Huw Morgan: There is no fence nor hedge around time that is gone. You can go back and have what you like of it, if you can remember. So I can close my eyes on my valley as it is today, and it is gone, and I see it as it was when I was a boy. Green it was, and possessed of the plenty of the Earth. In all Wales, there was none so beautiful. Everything I ever learned as a small boy came from my father and I never found anything he ever told me to be wrong or worthless. The simple lessons he taught me are as sharp and clear in my mind as if I had heard them only yesterday. In those days, the black slag, the waste of the coal pits, had only begun to cover the sides of our hill. Not yet enough to mar the countryside, nor blacken the beauty of our village, for the colliery had only begun to poke its skinny black fingers through the green.
How Green Was My Valley
2010-04-24 18:51:35 - MrMoody: OMG I'm in a game with stunna, what is up with this?
Milly Stephenson: What do you think of the children? Al Stephenson: Children? I don't recognize 'em. They've grown so old. Milly Stephenson: I tried to stop them, to keep them just as they were when you left, but they got away from me.
The Best Years of Our Lives
2010-04-24 18:51:35 - MrMoody: OMG I'm in a game with stunna, what is up with this?
Willie: I was happy in Shanghai! I had a little house and a garden! My friends were rich, we went to parties all the time in limousines! I hate being outside!
Oscar Madison: Look instead of complaining, why don't you look around for a telephone. Felix Ungar: What the hell makes you think there'd be a telephone anywhere out here? This is probably where they test those nuclear bombs. Oscar Madison: Well they would have to call somebody to find out if they went off wouldn't they?

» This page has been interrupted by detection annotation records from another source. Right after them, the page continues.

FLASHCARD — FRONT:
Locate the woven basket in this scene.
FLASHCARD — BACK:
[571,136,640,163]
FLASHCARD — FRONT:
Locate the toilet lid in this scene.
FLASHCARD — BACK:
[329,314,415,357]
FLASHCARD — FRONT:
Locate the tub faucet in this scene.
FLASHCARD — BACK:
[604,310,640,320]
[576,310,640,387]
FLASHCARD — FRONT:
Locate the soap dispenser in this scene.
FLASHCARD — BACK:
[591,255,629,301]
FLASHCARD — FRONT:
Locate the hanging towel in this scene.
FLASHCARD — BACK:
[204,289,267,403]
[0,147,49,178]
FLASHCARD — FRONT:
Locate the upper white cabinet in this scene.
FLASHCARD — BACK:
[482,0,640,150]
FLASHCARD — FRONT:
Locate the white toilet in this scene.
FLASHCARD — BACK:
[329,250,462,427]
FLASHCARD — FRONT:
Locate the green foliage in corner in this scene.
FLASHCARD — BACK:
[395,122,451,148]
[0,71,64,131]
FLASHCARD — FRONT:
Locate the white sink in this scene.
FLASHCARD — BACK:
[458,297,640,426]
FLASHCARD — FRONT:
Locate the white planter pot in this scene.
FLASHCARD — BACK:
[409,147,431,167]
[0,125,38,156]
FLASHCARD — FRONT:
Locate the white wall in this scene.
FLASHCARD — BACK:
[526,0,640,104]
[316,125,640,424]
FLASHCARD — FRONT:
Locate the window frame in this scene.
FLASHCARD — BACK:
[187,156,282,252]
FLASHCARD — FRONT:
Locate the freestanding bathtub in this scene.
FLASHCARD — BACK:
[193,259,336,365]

Ralphie as Adult: [narrating] Oh, life is like that. Sometimes, at the height of our revelries, when our joy is at it's zenith, when all is most right with the world, the most unthinkable disasters decend upon us.
A Christmas Story
2010-04-24 18:51:35 - MrMoody: OMG I'm in a game with stunna, what is up with this?
Katrin Hanson: [reading the novel that she's just finished] "For long as I could remember, the house on the Larkin Street Hill had been home. Papa and Mama had both born in Norway but they came to San Francisco because Mama's sisters were here, all of us were born here. Nels, the oldest and the only boy, my sister Christine and the littlest sister Dagmar but first and foremost I remember Mama".
I Remember Mama
2010-04-24 18:51:35 - MrMoody: OMG I'm in a game with stunna, what is up with this?